RC: It reminds me of the residential school system in Canada. 

RD: Yes, absolutely. Right now in our history, we’re really grappling with the repercussions of awful things that people once thought were just fine. Slavery, mass incarceration, concentration camps, genocide – all were not just socially acceptable, but people thought they were doing the right thing. Humans have the capacity to be so blind to our own harm.

RC: At the same time, there’s so much goodness to be found. Your main character, Dennis, finds help from people you might not expect. People I assumed were predatory were not, and vice versa. 

RD: You mean Ralph, the custodian, who befriends this little boy. I also wanted to show that there are good people who work in these places. And I wanted to push back on this idea that the poor blue-collar custodian is for sure gonna be a bad dude. I don’t make those assumptions, and having done the work I do, I don’t automatically assume someone who looks the part in a position of power is going to do the right thing. Many people get away with abusive acts simply by pretending to be a nice person in public. It’s a form of public gaslighting, and I don’t think it’s rare in our culture. 
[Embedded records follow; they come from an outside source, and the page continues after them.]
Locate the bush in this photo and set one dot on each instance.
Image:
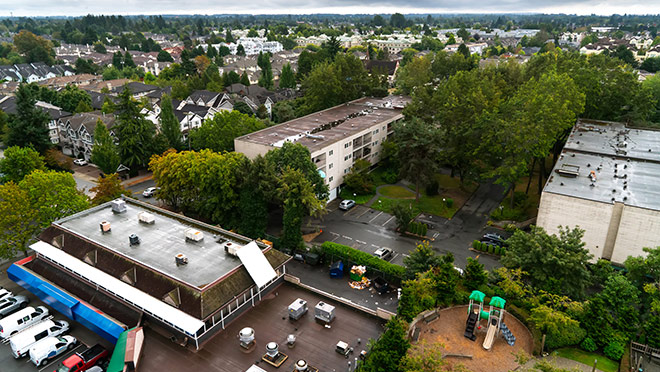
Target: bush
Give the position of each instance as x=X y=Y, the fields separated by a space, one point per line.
x=589 y=345
x=432 y=188
x=613 y=350
x=353 y=256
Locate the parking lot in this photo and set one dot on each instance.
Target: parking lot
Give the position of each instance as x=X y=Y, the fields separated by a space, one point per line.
x=82 y=334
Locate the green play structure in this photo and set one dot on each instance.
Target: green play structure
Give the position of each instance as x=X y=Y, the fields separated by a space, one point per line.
x=493 y=316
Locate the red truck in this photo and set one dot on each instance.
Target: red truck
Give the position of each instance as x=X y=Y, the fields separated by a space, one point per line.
x=84 y=360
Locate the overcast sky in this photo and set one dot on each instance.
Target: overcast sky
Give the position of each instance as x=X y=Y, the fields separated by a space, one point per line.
x=82 y=7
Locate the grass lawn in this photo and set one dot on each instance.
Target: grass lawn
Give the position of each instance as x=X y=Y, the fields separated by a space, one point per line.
x=396 y=192
x=585 y=357
x=359 y=199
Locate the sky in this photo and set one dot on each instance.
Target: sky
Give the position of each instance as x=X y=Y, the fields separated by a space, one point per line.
x=127 y=7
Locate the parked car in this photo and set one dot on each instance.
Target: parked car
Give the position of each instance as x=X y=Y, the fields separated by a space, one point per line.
x=150 y=191
x=383 y=253
x=84 y=360
x=11 y=304
x=50 y=347
x=21 y=319
x=4 y=293
x=21 y=343
x=346 y=204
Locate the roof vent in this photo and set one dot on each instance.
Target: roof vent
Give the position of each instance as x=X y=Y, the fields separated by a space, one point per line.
x=194 y=235
x=118 y=206
x=133 y=240
x=181 y=259
x=105 y=227
x=146 y=217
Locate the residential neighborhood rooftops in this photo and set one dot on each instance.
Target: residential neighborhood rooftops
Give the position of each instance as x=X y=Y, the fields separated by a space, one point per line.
x=161 y=241
x=318 y=130
x=607 y=162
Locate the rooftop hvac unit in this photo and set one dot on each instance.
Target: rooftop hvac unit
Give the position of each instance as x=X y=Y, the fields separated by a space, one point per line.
x=105 y=227
x=324 y=312
x=146 y=217
x=297 y=309
x=118 y=206
x=181 y=259
x=133 y=240
x=232 y=248
x=194 y=235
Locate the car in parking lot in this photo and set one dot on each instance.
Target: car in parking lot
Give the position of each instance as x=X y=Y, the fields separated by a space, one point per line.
x=11 y=304
x=346 y=204
x=383 y=253
x=50 y=347
x=150 y=191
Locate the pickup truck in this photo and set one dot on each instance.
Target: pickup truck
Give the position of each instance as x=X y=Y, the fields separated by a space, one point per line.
x=84 y=360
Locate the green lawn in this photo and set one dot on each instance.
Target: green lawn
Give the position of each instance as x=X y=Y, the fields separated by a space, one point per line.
x=359 y=199
x=585 y=357
x=396 y=192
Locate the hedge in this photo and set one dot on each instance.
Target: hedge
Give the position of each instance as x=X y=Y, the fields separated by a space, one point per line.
x=354 y=256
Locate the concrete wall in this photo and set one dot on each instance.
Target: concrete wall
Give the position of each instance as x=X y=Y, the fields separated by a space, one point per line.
x=639 y=228
x=626 y=233
x=593 y=217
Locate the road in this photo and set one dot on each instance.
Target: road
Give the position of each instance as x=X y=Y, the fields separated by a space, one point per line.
x=368 y=229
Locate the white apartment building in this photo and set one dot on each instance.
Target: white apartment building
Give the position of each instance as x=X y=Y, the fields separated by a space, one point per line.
x=336 y=137
x=606 y=182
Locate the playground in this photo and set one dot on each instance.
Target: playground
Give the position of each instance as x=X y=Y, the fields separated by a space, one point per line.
x=470 y=341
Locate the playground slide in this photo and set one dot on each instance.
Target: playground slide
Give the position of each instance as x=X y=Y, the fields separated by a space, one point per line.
x=490 y=336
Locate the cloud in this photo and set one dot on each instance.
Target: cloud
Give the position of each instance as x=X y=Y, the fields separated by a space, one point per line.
x=81 y=7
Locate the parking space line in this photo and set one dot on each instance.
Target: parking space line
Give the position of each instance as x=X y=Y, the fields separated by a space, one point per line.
x=371 y=220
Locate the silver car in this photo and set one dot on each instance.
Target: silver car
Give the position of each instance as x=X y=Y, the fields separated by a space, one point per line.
x=11 y=304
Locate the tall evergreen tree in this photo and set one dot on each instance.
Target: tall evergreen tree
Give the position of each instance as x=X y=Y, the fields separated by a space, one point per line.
x=287 y=78
x=104 y=152
x=29 y=127
x=169 y=124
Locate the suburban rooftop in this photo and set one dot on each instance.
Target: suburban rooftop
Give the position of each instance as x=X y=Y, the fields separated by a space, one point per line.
x=624 y=170
x=160 y=242
x=320 y=129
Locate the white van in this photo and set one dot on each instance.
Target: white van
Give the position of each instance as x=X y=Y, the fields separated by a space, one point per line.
x=21 y=319
x=49 y=348
x=21 y=343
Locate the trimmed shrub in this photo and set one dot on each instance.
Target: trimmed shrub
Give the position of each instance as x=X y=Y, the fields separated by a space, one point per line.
x=589 y=345
x=354 y=256
x=613 y=350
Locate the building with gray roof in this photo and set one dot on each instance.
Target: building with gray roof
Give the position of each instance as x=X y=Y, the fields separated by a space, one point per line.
x=606 y=182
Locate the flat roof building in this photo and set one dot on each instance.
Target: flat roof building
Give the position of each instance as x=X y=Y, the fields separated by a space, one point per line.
x=606 y=182
x=335 y=137
x=188 y=277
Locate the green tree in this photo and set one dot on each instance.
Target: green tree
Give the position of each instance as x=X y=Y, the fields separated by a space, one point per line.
x=386 y=353
x=108 y=188
x=475 y=275
x=554 y=263
x=34 y=48
x=105 y=153
x=28 y=128
x=219 y=132
x=52 y=195
x=135 y=133
x=169 y=124
x=18 y=162
x=287 y=77
x=17 y=225
x=421 y=260
x=419 y=148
RC: You sometimes write from the point of view of Dennis, who’s just six. How hard was that to do? 

RD: Dennis is so very young, but I still didn’t want him to exist as this victim trope. I wanted the reader to be able to see inside his experiences: What is it like to be a little kid who is sent into a treatment home? What’s it like to feel completely powerless? How could you possibly escape? Especially from his perspective, I know the subject matter of my book is hard, but there’s nothing graphic or gratuitous, and I always try to be very respectful to victims. When I’m writing, I imagine myself giving the manuscript to the victim and saying, “How do you feel about this?” I’d want them to say that they feel seen.

RebeThis interview has been condensed and edited for length and clarity.